The Colonial Pipeline is a gargantuan energy pipeline that stretches all the way from New Jersey to Texas. Incredibly, it supplies an estimated 45% of all the gasoline, jet fuel and diesel fuel to the east coast of the United States.
Shockingly, an enormous ransomware attack struck the pipeline on Friday, May 7.
The pipeline has been shut down to protect it from further attacks as a third party investigates where the attack may have come from and what sort of cybersecurity vulnerability in the pipeline’s systems was exploited to make the attack possible.
However, given the pipeline’s critical importance, gas prices are expected to spike if it is not reopened soon.
A Massive Cyberattack on Energy Infrastructure
This attack may well be the single largest successful cyberattack ever carried out on a piece of energy infrastructure in the history of the United States.

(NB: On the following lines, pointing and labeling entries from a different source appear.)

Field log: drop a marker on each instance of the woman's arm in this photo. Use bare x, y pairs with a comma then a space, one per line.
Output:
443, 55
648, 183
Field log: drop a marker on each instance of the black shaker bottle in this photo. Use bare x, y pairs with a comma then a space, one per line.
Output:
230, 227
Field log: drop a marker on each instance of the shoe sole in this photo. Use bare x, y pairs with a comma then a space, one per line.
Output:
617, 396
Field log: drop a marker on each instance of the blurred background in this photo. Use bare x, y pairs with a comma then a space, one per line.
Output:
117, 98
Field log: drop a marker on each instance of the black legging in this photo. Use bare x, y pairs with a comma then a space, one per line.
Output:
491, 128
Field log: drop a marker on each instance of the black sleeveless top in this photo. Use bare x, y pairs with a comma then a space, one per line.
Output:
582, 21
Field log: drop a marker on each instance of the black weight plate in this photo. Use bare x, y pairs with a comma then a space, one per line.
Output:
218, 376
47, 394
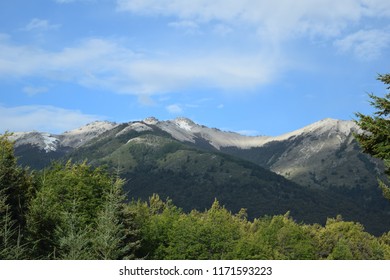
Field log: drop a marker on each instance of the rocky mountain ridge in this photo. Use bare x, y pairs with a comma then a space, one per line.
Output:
324, 172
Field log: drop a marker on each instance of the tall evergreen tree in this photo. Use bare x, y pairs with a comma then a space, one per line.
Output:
15, 184
375, 138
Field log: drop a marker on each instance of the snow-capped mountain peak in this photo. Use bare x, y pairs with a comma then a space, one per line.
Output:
184, 123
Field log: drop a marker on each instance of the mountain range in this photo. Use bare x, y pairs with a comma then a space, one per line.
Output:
315, 172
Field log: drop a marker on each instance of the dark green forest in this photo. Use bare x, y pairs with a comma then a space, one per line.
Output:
76, 211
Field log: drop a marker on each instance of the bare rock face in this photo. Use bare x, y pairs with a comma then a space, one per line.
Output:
321, 155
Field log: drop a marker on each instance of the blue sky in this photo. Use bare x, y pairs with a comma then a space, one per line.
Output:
251, 66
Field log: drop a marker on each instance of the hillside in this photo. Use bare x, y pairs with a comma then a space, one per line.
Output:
194, 164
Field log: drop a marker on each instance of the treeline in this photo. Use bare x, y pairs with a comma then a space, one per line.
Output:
74, 211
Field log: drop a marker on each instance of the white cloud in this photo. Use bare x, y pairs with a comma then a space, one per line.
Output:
174, 109
40, 25
29, 90
42, 118
222, 29
105, 64
365, 44
184, 24
275, 20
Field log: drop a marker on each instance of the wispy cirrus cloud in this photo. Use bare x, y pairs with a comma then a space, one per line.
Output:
273, 21
365, 44
106, 64
31, 90
42, 118
37, 24
174, 109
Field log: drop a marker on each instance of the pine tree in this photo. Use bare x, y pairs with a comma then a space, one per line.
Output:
375, 138
113, 233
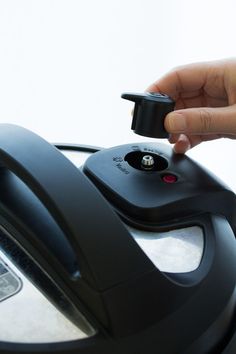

According to Bloomberg News, a hacker collective called DarkSide is believed to be responsible for the attack, though this has not yet been absolutely confirmed. On Thursday, May 6, this group is alleged to have grabbed approximately 100 gigabytes of data out of the Colonial Pipeline’s cloud network before shutting down the pipeline. The data are not being held for ransom.
DarkSide is believed to be headquartered in Russia.
Since it’s not yet clear how the attackers broke into the pipeline, it is being kept shut down as a precautionary measure while an investigation commences. However, without the Colonial Pipeline, the supply of gas going to the east coast will fall sharply, and the price will concomitantly rise.
In response, the US Department of Transportation has issued an emergency declaration temporarily suspending enforcement of Parts 390 to 399 of Title 49 of the Code of Federal Regulations. These regulations place restrictions “for motor carriers and drivers who are providing assistance to areas that are suffering” shortages of petroleum-related products in the wake of the pipeline’s closure, according to The Hill.
These restrictions, therefore, do not currently apply to Alabama, Arkansas, the District of Columbia, Delaware, Florida, Georgia, Kentucky, Louisiana, Maryland, Mississippi. New Jersey, New York, North Carolina, Pennsylvania, South Carolina, Tennessee, Texas and Virginia.
This state of emergency is planned to remain in effect until June 8, 2021. According to the FBI, they were notified on May 7 of “network disruption” at the pipeline and are working to discover precisely who was responsible for the hack.